O que descobrimos com novas experiências de lideranças colaborativas ao ar livre
Como expedições da Outward Bound Brasil têm impactado (de verdade) lideranças corporativas potencializando transformações duradouras em pessoas, relações e negócios.
EM UM NECESSÁRIO RESPIRO DA ROTINA intensa de reuniões, decisões e hiper conexão com tecnologia, Carlos Schmiedel e seu time decidiram se testar em ambiente natural. Após viver na própria pele uma imersão Outward Bound, no Expandindo, o CEO e fundador da Predify, empresa expoente no mercado tech de otimização em precificação e serviços, apostou na aprendizagem experiencial. O plano: proporcionar convívio e busca de soluções coletivas em um novo cenário. Nas suas próprias palavras, Carlos se lançou em “uma experiência ao ar livre que permite que pessoas saiam da zona de conforto e tomem decisões em um ambiente de incerteza e que exige rapidez e assertividade”.
O approach foi intenso e eficaz, reflete o CEO, semanas depois da expedição. Trouxe tempo de qualidade e profundidade para o grupo de gestores e executores. E tudo em relativamente pouco tempo: uma imersão outdoor autossuficiente de dois dias, em versão customizada do OBB START. “Algumas pessoas perceberam que não querem ser líderes de fato e decidiram se tornar especialistas. Outros decidiram se aprofundar no tema de liderança. Mais do que isso, desenvolvemos trabalho em equipe e empatia”, conta Carlos.
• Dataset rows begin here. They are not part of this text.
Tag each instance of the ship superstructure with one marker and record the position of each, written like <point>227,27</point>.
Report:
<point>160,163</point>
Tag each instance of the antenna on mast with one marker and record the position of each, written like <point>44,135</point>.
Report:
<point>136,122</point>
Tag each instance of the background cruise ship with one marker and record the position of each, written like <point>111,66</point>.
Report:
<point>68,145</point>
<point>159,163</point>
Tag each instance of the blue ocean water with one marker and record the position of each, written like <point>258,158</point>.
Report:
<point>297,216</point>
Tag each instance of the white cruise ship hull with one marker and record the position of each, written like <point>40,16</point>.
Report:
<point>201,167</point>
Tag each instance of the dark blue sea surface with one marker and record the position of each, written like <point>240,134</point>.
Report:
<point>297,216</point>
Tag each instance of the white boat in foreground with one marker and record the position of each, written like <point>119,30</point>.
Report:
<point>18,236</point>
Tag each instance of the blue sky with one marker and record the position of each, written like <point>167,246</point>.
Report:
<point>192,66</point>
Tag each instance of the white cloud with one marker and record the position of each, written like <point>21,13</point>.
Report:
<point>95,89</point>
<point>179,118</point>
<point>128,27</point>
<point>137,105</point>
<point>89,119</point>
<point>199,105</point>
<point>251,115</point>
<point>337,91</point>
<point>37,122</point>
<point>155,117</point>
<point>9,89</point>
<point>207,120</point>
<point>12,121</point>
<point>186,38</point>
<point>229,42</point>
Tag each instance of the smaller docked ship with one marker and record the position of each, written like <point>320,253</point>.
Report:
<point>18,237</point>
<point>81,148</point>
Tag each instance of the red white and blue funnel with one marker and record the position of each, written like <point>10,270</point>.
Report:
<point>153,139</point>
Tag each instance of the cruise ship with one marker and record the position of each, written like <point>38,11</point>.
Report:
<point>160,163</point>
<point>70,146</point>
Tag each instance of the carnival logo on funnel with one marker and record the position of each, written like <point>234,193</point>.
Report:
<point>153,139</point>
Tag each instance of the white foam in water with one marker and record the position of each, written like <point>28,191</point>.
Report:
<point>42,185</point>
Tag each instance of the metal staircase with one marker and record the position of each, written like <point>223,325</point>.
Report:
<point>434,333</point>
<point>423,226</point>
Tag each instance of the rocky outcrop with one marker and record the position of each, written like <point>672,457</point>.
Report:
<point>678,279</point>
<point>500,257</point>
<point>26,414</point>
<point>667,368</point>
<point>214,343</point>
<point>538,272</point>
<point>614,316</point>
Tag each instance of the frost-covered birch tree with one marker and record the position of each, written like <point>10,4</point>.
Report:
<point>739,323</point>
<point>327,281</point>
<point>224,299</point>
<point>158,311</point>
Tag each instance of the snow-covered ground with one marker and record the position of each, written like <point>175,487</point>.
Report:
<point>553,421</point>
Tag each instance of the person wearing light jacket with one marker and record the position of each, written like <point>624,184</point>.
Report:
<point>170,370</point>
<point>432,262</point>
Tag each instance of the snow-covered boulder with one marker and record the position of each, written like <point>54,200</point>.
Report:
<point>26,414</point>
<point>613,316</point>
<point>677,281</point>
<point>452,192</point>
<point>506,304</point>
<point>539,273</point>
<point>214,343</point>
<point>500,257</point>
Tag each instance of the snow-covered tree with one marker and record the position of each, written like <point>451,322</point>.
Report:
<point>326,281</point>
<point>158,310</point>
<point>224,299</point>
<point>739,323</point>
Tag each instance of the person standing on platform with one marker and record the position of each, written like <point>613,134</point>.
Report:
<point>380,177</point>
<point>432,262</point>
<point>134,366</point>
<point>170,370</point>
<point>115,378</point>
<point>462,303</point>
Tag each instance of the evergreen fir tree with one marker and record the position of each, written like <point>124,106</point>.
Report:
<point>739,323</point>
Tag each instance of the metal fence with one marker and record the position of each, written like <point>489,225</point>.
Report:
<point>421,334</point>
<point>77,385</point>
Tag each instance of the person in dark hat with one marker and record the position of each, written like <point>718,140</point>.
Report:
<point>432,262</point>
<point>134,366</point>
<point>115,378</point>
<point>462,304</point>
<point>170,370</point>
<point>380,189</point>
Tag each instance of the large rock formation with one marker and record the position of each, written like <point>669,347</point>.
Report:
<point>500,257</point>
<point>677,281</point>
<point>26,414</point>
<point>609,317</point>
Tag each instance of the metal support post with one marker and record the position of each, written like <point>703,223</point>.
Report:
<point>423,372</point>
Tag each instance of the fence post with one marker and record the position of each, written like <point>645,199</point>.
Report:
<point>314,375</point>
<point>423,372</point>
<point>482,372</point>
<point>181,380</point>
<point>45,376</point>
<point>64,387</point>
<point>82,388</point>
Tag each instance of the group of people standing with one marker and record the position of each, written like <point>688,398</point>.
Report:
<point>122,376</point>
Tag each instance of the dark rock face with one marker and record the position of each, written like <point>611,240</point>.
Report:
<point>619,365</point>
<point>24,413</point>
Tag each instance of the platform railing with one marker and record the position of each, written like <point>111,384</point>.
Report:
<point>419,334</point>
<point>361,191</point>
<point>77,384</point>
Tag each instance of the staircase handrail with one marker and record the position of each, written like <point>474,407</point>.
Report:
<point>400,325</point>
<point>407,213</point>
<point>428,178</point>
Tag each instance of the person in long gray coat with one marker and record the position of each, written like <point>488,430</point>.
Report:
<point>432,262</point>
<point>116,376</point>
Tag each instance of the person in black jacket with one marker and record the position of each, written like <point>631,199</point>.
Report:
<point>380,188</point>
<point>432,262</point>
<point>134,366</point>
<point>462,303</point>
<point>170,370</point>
O fundador da Predify Carlos Schmiedel em expedição outdoor OBB.
O fundador da Predify Carlos Schmiedel na sede da empresa.
Foto: arquivo pessoal.
“Com a trilha se estendendo, percebemos que a tomada de decisão que envolvesse o grupo era o fator mais importante”, reforça Luis Souza, CFO da Predify. “De um ‘passeio na floresta’, a expedição foi um laboratório para respeito mútuo e companheirismo”, conclui Luis.
A atuação nesse contexto corporativo de performance (desafiante, volátil e complexo em vários níveis) é uma das frentes que a aprendizagem experiencial ao ar livre pode agregar valiosos momentos de reflexão e perspectiva – junto de uma dose potente de “oxigênio” e renovação. Para além dos programas de treinamento off site, em ambientes mais controlados com ênfase em team building, o elemento natural adiciona uma porção extra de desafio e aprendizagem “na veia” – ainda com várias barreiras a se enfrentar, claro, como veremos mais à frente.
Mas, não à toa, o tema tem esquentado na rede Outward Bound International (OBI) em um contexto global, incluindo recentemente insights de 37 escolas ativas em 34 países, rompendo a marca de 1 milhão de participantes programas/mundo em 2023, anos que a entidade completa 82 anos. Em reflexão de Ian Peter, diretor-executivo da OBI: “A Outward Bound tem um papel cada vez mais importante a desempenhar na preparação e no apoio às pessoas para navegarem com sucesso pelas enormes mudanças sociais, econômicas e ambientais que estão sendo vividas em todo o mundo”.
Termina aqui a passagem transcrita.